Search code examples
rdplyrplm

Why does plm not like my dplyr-created dataframe?


If I perform simple and seemingly identical operations using, in one case, base R, and in the other case, dplyr, on two pdata.frames and then model them with lm(), I get the exact same results, as expected. If I then pass those datasets to plm(), the estimated model parameters (as well as the panel structure) differ between the datasets. Why would this be happening?

The toy example here illustrates my issue. Two panel dataframes, df_base and df_dplyr, are generated from a single source, df. When passed through lm(), both dataframes yield the same result.

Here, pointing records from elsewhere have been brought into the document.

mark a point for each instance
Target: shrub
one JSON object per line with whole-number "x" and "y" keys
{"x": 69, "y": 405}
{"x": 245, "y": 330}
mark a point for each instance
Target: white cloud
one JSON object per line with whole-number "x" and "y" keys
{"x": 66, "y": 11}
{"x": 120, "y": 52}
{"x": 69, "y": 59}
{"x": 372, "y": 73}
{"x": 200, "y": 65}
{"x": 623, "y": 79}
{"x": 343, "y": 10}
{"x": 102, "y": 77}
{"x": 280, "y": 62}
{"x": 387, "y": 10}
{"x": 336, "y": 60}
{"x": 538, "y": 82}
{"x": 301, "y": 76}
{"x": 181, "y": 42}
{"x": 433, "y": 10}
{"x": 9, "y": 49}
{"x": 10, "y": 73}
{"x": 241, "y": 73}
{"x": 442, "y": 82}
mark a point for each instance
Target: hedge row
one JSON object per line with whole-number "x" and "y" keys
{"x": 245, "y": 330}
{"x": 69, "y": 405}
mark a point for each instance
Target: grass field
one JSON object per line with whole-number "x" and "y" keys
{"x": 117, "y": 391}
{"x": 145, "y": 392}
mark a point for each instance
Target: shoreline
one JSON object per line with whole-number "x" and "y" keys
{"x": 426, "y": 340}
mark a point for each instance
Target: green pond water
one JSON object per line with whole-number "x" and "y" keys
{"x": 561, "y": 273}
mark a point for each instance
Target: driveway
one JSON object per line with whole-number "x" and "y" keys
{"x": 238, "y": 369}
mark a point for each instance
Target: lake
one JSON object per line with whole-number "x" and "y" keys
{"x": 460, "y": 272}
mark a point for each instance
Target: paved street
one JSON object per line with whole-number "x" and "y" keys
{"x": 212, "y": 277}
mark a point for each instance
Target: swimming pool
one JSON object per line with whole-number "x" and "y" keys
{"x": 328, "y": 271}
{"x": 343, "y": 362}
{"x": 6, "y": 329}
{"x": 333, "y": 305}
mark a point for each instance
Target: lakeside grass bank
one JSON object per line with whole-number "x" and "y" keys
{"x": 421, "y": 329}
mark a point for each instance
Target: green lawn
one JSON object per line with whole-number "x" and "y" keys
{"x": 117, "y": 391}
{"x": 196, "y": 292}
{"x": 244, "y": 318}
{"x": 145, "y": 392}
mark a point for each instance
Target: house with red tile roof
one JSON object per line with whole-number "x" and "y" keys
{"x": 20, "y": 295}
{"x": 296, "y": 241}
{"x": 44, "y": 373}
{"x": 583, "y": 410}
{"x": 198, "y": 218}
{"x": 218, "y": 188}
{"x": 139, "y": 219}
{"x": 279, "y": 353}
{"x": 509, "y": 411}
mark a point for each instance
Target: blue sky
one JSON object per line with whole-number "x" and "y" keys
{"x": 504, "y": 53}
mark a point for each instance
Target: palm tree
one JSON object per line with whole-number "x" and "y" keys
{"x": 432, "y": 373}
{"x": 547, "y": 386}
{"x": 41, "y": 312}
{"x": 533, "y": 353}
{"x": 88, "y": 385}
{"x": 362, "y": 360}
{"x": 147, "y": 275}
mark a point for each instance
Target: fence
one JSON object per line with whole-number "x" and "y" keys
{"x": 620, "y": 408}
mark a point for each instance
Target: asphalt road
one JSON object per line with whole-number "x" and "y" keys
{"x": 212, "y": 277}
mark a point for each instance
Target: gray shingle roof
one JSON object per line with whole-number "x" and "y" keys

When passed through plm(), however, it appears that the panel structure becomes altered (see counts of n and T), resulting in differing estimation results.

Using R 4.2.3 with dplyr 1.1.1.

set.seed(1)

library(dplyr)
library(magrittr)
library(plm)

# Make toy dataframe
A = c(runif(100))
B = c(runif(100))
C = c(runif(100))
df <- data.frame(A,B,C)
df$id <- floor((as.numeric(rownames(df))-1)/10)
df$t <- ave(df$A, df$id, FUN = seq_along)

# Modify first copy of dataframe using base R
df_base <- pdata.frame(df, index = c('id','t')) 
df_base <- subset(df_base, (as.numeric(df_base$t)<8))

# Modify second copy of dataframe using dplyr
df_dplyr <- pdata.frame(df, index = c('id','t')) 
df_dplyr <- df_dplyr %>% 
  filter(as.numeric(t)<8) 

# Results are the same for lm()
print(summary(lm(A ~ B + C, data = df_base)))
print(summary(lm(A ~ B + C, data = df_dplyr)))

# Results differ for plm()
print(summary(plm(A ~ B + C,data = df_base, method = "within")))
print(summary(plm(A ~ B + C,data = df_dplyr, method = "within")))

Solution

  • dplyr is not "pdata.frame-friendly". A pdata.frame has an index attribute to enable panel operations and when subsetting rows, the index needs to be adjusted as well - this is what dpylr does not do.

    You can see that by:

    nrow(df_dplyr) # 70
    nrow(index(df_dplyr)) # 100
    
    nrow(df_base) # 70
    nrow(index(df_base)) # 70
    

    Now, to fix the scrambled data, just do:

    df_dplyr_fixed <- pdata.frame(as.data.frame(df_dplyr), c("id", "t"))
    print(summary(plm(A ~ B + C,data = df_dplyr_fixed)))